Hawaii cops get monster raise
“16.8 percent salary hike over the next four years.” Seriously, if they don’t already, every union in the nation ought to look to SHOPO for guidance – the State of Hawaii Organization of Police Officers (SHOPO). These guys know what they are doing.
As I’m sure most people have noticed, we live in delicate economic times. The Hawaii Tourism Authority has released regular reports for the last year showing ever greater numbers of visitors coming to Maui and the rest of the state, but for many individuals and small businesses that aren’t tied to the big resorts, times are definitely not easy. The economy is nowhere near as bad as it was four or five years ago, but we’re also not living in boom times.
In other words, it’s the perfect time to give all cops statewide a giant raise. Few other workers will see anything like a 16.8 percent salary hike over the next four years, but then again, they don’t have a union like the State of Hawaii Organization of Police Officers (SHOPO) backing them up.

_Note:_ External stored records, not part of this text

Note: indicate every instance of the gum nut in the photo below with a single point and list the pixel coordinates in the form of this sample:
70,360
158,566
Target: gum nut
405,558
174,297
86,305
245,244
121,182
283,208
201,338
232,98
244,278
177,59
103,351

Seriously, if they don’t already, every union in the nation ought to look to SHOPO for guidance. Those guys, who represent 2,200 cops statewide, get things done. This is the same union, that when confronted with some meddling University of Hawaii journalism students who asked for Honolulu PD’s Internal Affairs records back in the early 1990s and went all the way to state Supreme Court to get them, instead turned up lobbying heat on the Legislature and got a special exemption written into the state open records law preventing disclosure of such things as the names and status of disciplined cops.
And while I know that cops around the state haven’t gotten a raise since July 2011, how many workers around Hawaii have seen salary hikes of any real size? But what’s really amusing about the news of the raises is how public officials–who tend to enjoy being the same side as the police department–are dealing with it. Not the ambivalence in the quote Maui Mayor Alan Arakawa gave to KITV for their story on the raises:
“While we were surprised at the level of this award, we feel that the arbitration process needs to be respected,” Arakawa said. “The arbitrator was given information by all participants and knew full well the circumstances of the counties and the state and we fully support his decision.”